- 1Australian Plant Phenomics Facility, The Plant Accelerator, School of Agriculture, Food and Wine, University of Adelaide, Urrbrae, SA, Australia
- 2United States Department of Agriculture – Agricultural Research Service - Plant Science Research, St. Paul, MN, United States
Editorial on the Research Topic
Machine vision and machine learning for plant phenotyping and precision agriculture
Plant phenotyping (PP) describes the physiological and biochemical properties of plants affected by both genotypes and environments. It is an emerging research field assisting the breeding and cultivation of new crop varieties to be more productive and resilient to challenging environments. Precision agriculture (PA) uses sensing technologies to observe crops and then manages them optimally to ensure that they grow in healthy conditions, have maximum productivity, and have minimal adverse effects on the environment. Traditionally, the observation of plant traits heavily relies on human experts, which is labour-intensive, time-consuming, and subjective. Although PP and PA are two different fields, they share similar sensing and data processing technologies in many respects. Recently, driven by computer and sensor technologies, machine vision (MV) and machine learning (ML) have contributed to accurate, high-throughput and nondestructive sensing and data processing technologies to PP and PA. However, these technologies are still in their infant stage, and many challenges and questions related to them still need to be addressed.

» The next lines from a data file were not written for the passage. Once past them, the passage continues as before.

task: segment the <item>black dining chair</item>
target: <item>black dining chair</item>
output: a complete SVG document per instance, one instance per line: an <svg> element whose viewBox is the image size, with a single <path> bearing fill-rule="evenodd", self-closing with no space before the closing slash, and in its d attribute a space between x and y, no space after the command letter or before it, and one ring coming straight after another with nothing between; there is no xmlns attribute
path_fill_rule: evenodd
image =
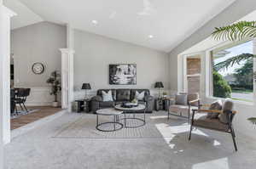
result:
<svg viewBox="0 0 256 169"><path fill-rule="evenodd" d="M24 110L24 109L25 109L26 111L28 112L27 109L25 105L25 103L26 101L27 96L29 96L29 94L30 94L31 89L30 88L17 88L16 90L17 90L16 97L15 99L16 113L17 113L17 104L20 104L20 109L22 110ZM22 105L23 105L24 109L23 109Z"/></svg>

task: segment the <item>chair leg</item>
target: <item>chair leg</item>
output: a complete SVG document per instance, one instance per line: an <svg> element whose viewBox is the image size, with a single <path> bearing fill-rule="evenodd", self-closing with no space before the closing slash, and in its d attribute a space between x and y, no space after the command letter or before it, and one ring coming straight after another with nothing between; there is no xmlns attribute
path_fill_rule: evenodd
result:
<svg viewBox="0 0 256 169"><path fill-rule="evenodd" d="M20 107L21 110L23 111L23 110L24 110L24 109L23 109L23 107L22 107L21 104L20 104Z"/></svg>
<svg viewBox="0 0 256 169"><path fill-rule="evenodd" d="M27 110L27 109L26 109L26 107L25 104L24 104L24 103L22 103L22 104L24 105L24 108L25 108L26 111L26 112L28 112L28 110Z"/></svg>
<svg viewBox="0 0 256 169"><path fill-rule="evenodd" d="M15 104L15 114L18 115L18 110L17 110L17 105Z"/></svg>
<svg viewBox="0 0 256 169"><path fill-rule="evenodd" d="M189 115L188 115L188 124L190 124L190 113L189 112Z"/></svg>
<svg viewBox="0 0 256 169"><path fill-rule="evenodd" d="M232 136L235 149L236 149L236 151L237 151L237 146L236 146L236 138L235 138L236 137L235 137L234 131L232 132L232 130L231 130L231 136Z"/></svg>
<svg viewBox="0 0 256 169"><path fill-rule="evenodd" d="M230 114L226 113L226 115L227 115L227 119L228 119L228 125L229 125L230 133L231 133L231 136L232 136L234 147L235 147L236 151L237 151L237 146L236 146L236 139L235 139L235 138L236 138L235 131L233 129L233 126L232 126L232 123L231 123L231 121L230 121Z"/></svg>
<svg viewBox="0 0 256 169"><path fill-rule="evenodd" d="M190 140L190 139L191 139L192 129L193 129L193 126L192 126L192 124L191 124L191 125L190 125L190 132L189 132L189 140Z"/></svg>

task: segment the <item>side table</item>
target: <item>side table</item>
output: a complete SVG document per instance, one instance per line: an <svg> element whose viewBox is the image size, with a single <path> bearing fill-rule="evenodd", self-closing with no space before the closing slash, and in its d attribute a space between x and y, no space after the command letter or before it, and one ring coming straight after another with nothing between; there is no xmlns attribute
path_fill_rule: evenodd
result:
<svg viewBox="0 0 256 169"><path fill-rule="evenodd" d="M89 113L90 111L90 99L83 99L75 100L75 111L79 113L84 111Z"/></svg>
<svg viewBox="0 0 256 169"><path fill-rule="evenodd" d="M169 106L174 101L172 98L157 98L154 100L154 108L156 111L159 110L168 110Z"/></svg>

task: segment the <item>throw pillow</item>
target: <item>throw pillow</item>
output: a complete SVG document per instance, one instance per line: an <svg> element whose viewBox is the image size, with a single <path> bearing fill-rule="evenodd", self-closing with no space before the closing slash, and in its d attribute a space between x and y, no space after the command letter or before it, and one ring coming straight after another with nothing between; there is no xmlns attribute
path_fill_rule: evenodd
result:
<svg viewBox="0 0 256 169"><path fill-rule="evenodd" d="M188 94L176 94L175 104L187 105L188 104Z"/></svg>
<svg viewBox="0 0 256 169"><path fill-rule="evenodd" d="M102 91L102 98L103 98L103 102L113 102L113 97L112 97L112 91L109 90L108 93Z"/></svg>
<svg viewBox="0 0 256 169"><path fill-rule="evenodd" d="M222 110L221 100L217 100L211 104L209 110ZM208 113L207 118L209 119L218 119L219 113Z"/></svg>
<svg viewBox="0 0 256 169"><path fill-rule="evenodd" d="M227 115L226 113L224 113L224 111L226 110L233 110L233 107L234 107L234 103L230 100L230 99L226 99L224 105L223 105L223 111L224 113L220 114L218 115L219 118L219 121L224 124L227 124L229 122L228 119L227 119Z"/></svg>
<svg viewBox="0 0 256 169"><path fill-rule="evenodd" d="M145 92L142 92L142 93L138 93L137 91L136 91L135 93L135 99L137 100L143 100L144 99L144 96L145 96Z"/></svg>

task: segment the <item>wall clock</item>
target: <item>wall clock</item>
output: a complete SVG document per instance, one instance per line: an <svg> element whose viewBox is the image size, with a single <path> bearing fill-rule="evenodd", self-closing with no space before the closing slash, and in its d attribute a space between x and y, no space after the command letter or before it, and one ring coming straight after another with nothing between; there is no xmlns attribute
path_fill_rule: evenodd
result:
<svg viewBox="0 0 256 169"><path fill-rule="evenodd" d="M34 63L32 66L34 74L40 75L44 71L44 65L42 63Z"/></svg>

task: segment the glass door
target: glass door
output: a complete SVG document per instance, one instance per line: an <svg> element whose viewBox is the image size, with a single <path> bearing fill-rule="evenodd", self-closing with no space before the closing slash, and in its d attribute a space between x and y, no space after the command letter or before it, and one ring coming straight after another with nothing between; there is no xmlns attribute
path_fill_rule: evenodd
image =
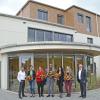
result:
<svg viewBox="0 0 100 100"><path fill-rule="evenodd" d="M32 54L21 54L19 57L19 68L24 67L27 73L31 65L33 66Z"/></svg>

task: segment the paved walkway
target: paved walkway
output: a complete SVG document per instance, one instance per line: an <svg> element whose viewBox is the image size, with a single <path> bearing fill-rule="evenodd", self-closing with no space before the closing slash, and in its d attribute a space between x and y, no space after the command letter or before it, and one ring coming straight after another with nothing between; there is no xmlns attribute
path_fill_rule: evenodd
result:
<svg viewBox="0 0 100 100"><path fill-rule="evenodd" d="M27 97L23 98L22 100L83 100L79 97L80 93L72 93L71 97L65 97L65 94L63 94L63 98L59 98L58 94L55 95L55 97L46 97L46 94L44 97L39 98L38 95L35 97L30 97L30 94L26 94ZM0 90L0 100L20 100L18 98L17 93L13 93L7 90ZM87 98L85 100L100 100L100 89L96 90L90 90L87 92Z"/></svg>

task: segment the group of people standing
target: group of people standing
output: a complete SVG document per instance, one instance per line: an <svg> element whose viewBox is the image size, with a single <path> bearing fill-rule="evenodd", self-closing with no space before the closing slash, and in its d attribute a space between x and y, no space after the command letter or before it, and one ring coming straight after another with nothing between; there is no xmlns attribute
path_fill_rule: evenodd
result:
<svg viewBox="0 0 100 100"><path fill-rule="evenodd" d="M52 64L49 64L49 67L46 71L43 70L41 66L39 66L38 70L35 70L30 67L30 70L25 73L24 68L18 72L17 79L19 81L19 98L26 97L24 95L25 88L25 80L29 81L31 97L35 96L35 80L37 83L38 95L39 97L44 97L44 85L47 84L48 87L48 95L47 97L54 97L54 83L57 82L57 86L59 89L59 97L62 98L63 95L63 83L65 83L66 96L71 96L71 87L73 75L71 68L69 66L64 70L62 67L58 67L55 71ZM86 70L84 69L82 64L79 64L78 72L77 72L77 80L80 83L81 96L82 98L86 98Z"/></svg>

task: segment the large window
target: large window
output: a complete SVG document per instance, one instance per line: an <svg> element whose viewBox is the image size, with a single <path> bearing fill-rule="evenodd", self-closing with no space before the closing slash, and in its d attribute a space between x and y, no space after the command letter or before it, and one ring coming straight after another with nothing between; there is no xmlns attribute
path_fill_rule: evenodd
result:
<svg viewBox="0 0 100 100"><path fill-rule="evenodd" d="M44 41L44 31L36 30L36 41Z"/></svg>
<svg viewBox="0 0 100 100"><path fill-rule="evenodd" d="M54 33L54 41L67 41L72 42L73 36L69 34L63 34L63 33Z"/></svg>
<svg viewBox="0 0 100 100"><path fill-rule="evenodd" d="M28 29L28 42L34 42L35 41L35 29L29 28Z"/></svg>
<svg viewBox="0 0 100 100"><path fill-rule="evenodd" d="M42 9L38 9L38 19L48 20L48 12Z"/></svg>
<svg viewBox="0 0 100 100"><path fill-rule="evenodd" d="M79 22L79 23L83 23L83 22L84 22L83 14L78 13L78 14L77 14L77 19L78 19L78 22Z"/></svg>
<svg viewBox="0 0 100 100"><path fill-rule="evenodd" d="M87 38L87 43L93 44L93 38Z"/></svg>
<svg viewBox="0 0 100 100"><path fill-rule="evenodd" d="M41 29L28 28L28 42L35 41L66 41L72 42L73 35L46 31Z"/></svg>
<svg viewBox="0 0 100 100"><path fill-rule="evenodd" d="M91 17L86 16L86 30L87 32L91 32Z"/></svg>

This Research Topic aims to share the latest research results on applying MV and ML to PP and PA. It demonstrates cutting-edge technologies, bottle-necks and future research directions for MV and ML in crop breeding, crop cultivation, and disease or pest management. This Research Topic of Frontiers in Plant Sciences published a total of 28 peer-reviewed research articles, including one review paper for the phenotyping of Prunoideae fruits (Liu et al.). These articles reveal the latest research trends regarding different crop species, data types and algorithms.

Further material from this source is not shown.